# GW ... questions.



## Sudi (Feb 3, 2005)

Hi,

I set up my tank on Saturday (14th of this month), which is about 1 and 1/2 weeks ago. First 2 days were normal, 3-7 water started to become cloudy (normal in a set up) 8 on (till today) the water became green :-/ Here is what I have:

- 75 gallons standard
- 4x55W from AH supply (110W for 8 hours and 220W for 3-4hours during the middle of the day)
- 100% ADA substrate (Amazonia Soil + Power Sand Special M)
- rotala indica, glossostigma (entire bottom) and micro sword
- Ferts ADA step 1, brighty K, green brighty special lights *5mL/day for all of them*

I'm assumming that this is because of the high amonia in a new set up...
There are no fish. I did a 50% water change after which water became green the next day. Now which plan do you recommend?

A. 4 day blackout followed by a bigger water change, no ferrs
B. Adding additional filter (I have an Eheim 2215 now) and leaving the tank the way it is for another few days. Ferts just like now.
C. your suggestions.

Thank you,
Matt


----------



## MatPat (Mar 22, 2004)

You don't mention it in yor post, but are you using any form of CO2 on the tank? If not, with your lighting levels, GW (along with other types of algae) will probably be present in your tank for a very long time. 

Of your choices, A 3 day blackout would get my vote because it is free  An additional filter will more than likely not work unless you use a diatom filter. I have used a HOT Magnum with the micron cartridge and diatom powder many times to combat GW on my 75g tanks. In most cases, it is cleared up overnight.

For the blackout, do a 50% water change prior to blacking out the tank. This should remove 50% of the GW in the tank. Blackout the tank (don't forget to turn off the CO2 during the Blackout) by using something heavy enough so that light will not penetrate the tank. I have used black plastic garbage bags in the past covered by a large blanket/quilt. After 3-4 days (3 has been enough for me in the past) uncover the tank, do another 50% water change and resume ferts. No need to feed the fish during this time, they will be fine.

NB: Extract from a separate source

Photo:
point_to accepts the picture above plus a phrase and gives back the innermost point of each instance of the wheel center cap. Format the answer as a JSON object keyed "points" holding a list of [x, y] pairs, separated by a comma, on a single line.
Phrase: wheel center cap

GW is caused mainly from NH4 (ammonium) in the water column. I can induce a bout of GW in any of my "high light" tanks by simply uprooting a bunch of plants and not doing a water change after the uprooting. I'm not very familiar with ADA ferts but I believe the Power Sand contains NH4 that may be leaching into the water column. Hopefully, someone will correct me if I am wrong on this 

You can do multiple water changes for the first few weeks (probably not a bad idea on any new tank setup) or run some carbon in your filter. If you feel the carbon may remove too many of the micros, add a bit more to try and compensate. 

I would also suggest you add more plants to your setup at least for the next month, maybe two, until the tank "matures" a bit. The extra plants may not fit in with your aquascape but the extra plant mass will be a big help at removing the ammonium from the water and reducing the chance of another GW occurence. As an alternative, you can always try reducing your light levels (maybe cut out the midday burst) for the next few weeks until more of the NH4 leaches out or is reduced by water changes.


----------



## Sudi (Feb 3, 2005)

Thank you very much Matt!



> You don't mention it in yor post, but are you using any form of CO2 on the tank? If not, with your lighting levels, GW (along with other types of algae) will probably be present in your tank for a very long time.

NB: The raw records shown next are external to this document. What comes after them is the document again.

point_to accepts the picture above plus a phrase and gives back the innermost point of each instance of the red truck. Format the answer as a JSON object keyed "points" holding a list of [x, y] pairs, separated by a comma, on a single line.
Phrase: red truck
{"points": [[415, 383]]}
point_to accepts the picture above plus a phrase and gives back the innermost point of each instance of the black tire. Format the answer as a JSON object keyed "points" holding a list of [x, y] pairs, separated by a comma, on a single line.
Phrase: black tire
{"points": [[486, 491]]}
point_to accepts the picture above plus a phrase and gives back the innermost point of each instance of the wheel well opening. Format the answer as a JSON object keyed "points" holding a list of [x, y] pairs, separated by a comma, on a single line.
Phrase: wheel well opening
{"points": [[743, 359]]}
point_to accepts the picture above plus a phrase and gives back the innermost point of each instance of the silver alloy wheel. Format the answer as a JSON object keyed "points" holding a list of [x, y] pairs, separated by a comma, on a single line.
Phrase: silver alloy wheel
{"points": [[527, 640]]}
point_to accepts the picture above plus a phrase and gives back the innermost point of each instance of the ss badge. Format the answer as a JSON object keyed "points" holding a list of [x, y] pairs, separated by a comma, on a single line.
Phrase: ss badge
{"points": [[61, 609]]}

I am dosing Co2 from a 5lb bottle, and I'm using a wodden difuser for dissolving. it usually runs 24/7, but after I'll get some fish in I'll lower it to daytime only.

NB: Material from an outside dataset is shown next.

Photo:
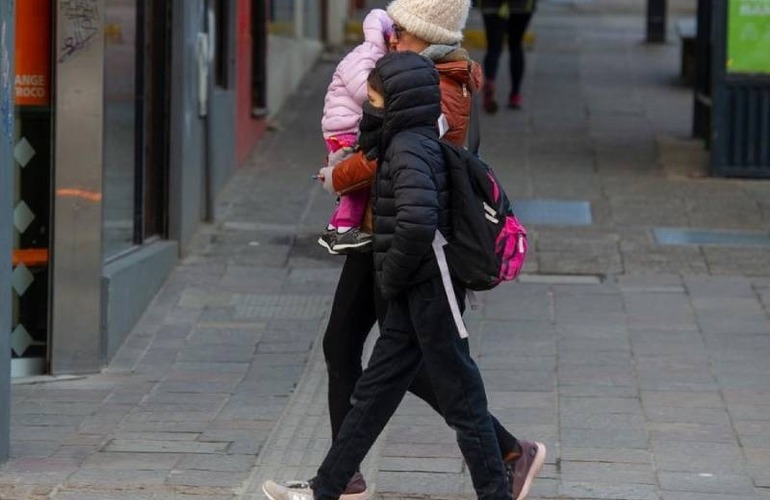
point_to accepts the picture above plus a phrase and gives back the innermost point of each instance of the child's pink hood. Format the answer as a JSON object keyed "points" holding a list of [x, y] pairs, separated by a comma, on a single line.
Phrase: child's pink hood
{"points": [[347, 90]]}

> Of your choices, A 3 day blackout would get my vote because it is free An additional filter will more than likely not work unless you use a diatom filter. I have used a HOT Magnum with the micron cartridge and diatom powder many times to combat GW on my 75g tanks. In most cases, it is cleared up overnight.


I thought that this might be the best option. Before I do a blackout I will try Jeff Senske's recomendation of cutting out the step 1, and Lights.



> I would also suggest you add more plants to your setup at least for the next month, maybe two, until the tank "matures" a bit. The extra plants may not fit in with your aquascape but the extra plant mass will be a big help at removing the ammonium from the water and reducing the chance of another GW occurence. As an alternative, you can always try reducing your light levels (maybe cut out the midday burst) for the next few weeks until more of the NH4 leaches out or is reduced by water changes.


I will throw in some riccia and others, but the tank is well planted (I learned from my previous experiance  - I started off with almost no plants and full ferts, result = HEAVY algae)

I have no fish in yet, so don't have to worry about them. They will be introduced, once I'll get everything set up.

Thank you again!
Matt


----------